Which brings us to the wedding photographer. In 2008 the New Mexico Supreme Court ruled that Elaine and Jonathan Huguenin violated the state’s anti-discrimination law by refusing to work as photographers for a gay couple. Once the Huguenins entered the “smaller, more focused world of the marketplace, of commerce, of public accommodation,” the court decided, the law overrules their conscience.

Yet anyone familiar with weddings knows that the photographer is often more involved in the ceremony than the baker is. In some weddings, the photographer is a kind of supplementary liturgist for the ceremony: orchestrating participants’ movements, suggesting placements of the couple, encouraging romantic gestures, walking in front of them down the aisle and spending precious moments alone with the couple. Some photographers are next to the altar or under the chuppah.
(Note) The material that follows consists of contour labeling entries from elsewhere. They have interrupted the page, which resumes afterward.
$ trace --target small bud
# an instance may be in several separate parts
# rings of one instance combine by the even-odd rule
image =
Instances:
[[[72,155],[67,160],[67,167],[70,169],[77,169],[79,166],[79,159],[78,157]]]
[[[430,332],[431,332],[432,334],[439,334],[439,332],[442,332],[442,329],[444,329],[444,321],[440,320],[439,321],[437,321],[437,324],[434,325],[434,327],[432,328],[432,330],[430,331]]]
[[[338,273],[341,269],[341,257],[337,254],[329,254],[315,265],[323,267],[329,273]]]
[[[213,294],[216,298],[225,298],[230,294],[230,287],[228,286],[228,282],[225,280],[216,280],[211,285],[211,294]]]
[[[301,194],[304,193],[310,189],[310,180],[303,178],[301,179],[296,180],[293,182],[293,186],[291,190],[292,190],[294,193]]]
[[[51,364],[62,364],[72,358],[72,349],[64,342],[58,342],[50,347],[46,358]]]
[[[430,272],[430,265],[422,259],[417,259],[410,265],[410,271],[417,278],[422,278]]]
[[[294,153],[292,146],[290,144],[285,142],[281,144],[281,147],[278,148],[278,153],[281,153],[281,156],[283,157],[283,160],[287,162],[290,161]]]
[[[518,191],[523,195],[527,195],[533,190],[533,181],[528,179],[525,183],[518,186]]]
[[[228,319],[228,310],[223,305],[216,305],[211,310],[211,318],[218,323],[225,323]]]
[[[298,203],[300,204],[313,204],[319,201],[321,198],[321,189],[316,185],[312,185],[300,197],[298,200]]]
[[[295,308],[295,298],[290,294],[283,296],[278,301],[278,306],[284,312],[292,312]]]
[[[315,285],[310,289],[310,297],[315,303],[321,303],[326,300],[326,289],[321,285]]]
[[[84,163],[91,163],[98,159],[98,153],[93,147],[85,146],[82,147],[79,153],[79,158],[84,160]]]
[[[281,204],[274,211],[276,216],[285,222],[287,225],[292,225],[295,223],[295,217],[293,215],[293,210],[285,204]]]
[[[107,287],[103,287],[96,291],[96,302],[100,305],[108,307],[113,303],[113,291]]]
We may need more reflection on what the law could force a citizen to do at a wedding or other religious ritual. The argument doesn’t have to slide down a slippery slope. One could imagine several footholds: Can the state compel someone, under anti-discrimination law, to assist in orchestrating the movements of another’s religious ritual? Perhaps the state can compel a photographer only to document the event but not to offer guidance in its execution? Or maybe the state can compel one to serve at a civil ceremony but not one sanctioned by a religious officiant?

The New Mexico Supreme Court ruled that the photographers’ abiding by public accommodation law is “the price of citizenship.” But U.S. history, which juxtaposes firm anti-discrimination laws and a robust religious liberty tradition, has shown that the price of citizenship is drawing distinctions: finding footholds on supposedly slippery slopes.

Who can use peyote and when? Employment Division v. Smith. Can federal money pay for abortions? The Hyde Amendment. Can one religiously object to paying Social Security taxes? U.S. v. Lee. Can religious pacifism excuse a foundry worker from manufacturing weapons? Thomas v. Review Board.

Asking and answering these questions has been essential to Americans’ governance. Some civil rights are limited; some religious consciences are infringed. We may or may not decide, in the end, that baking a cake and photographing a wedding are sufficiently different interactions with the event to suggest anti-discrimination protections for one and conscience protections for the other. But the process of making such decisions is worth the effort.

Doing so need not entail an apocalyptic war of religion vs. state-sponsored secularism. Rather, we would continue to tinker with a delicate balance. In terms of religious pluralism, the American experiment remains unique, with more diversity in Washington or New York — or even just one of its wards or boroughs — than in most countries. Fashioning social order out of such variety is not a process to be taken for granted. The more civil rights expand and deepen, the more carefully responsibilities must be negotiated and articulated. E pluribus unum is ever fragile.

Drawing distinctions to maintain a precise balance of religious conscience protections and publicly accommodated civil rights is neither a sign of fastidious hairsplitting nor a distraction from prophetically proclaimed truths on either side. Rather, it is necessary to preserve and perfect our experiment in diversity.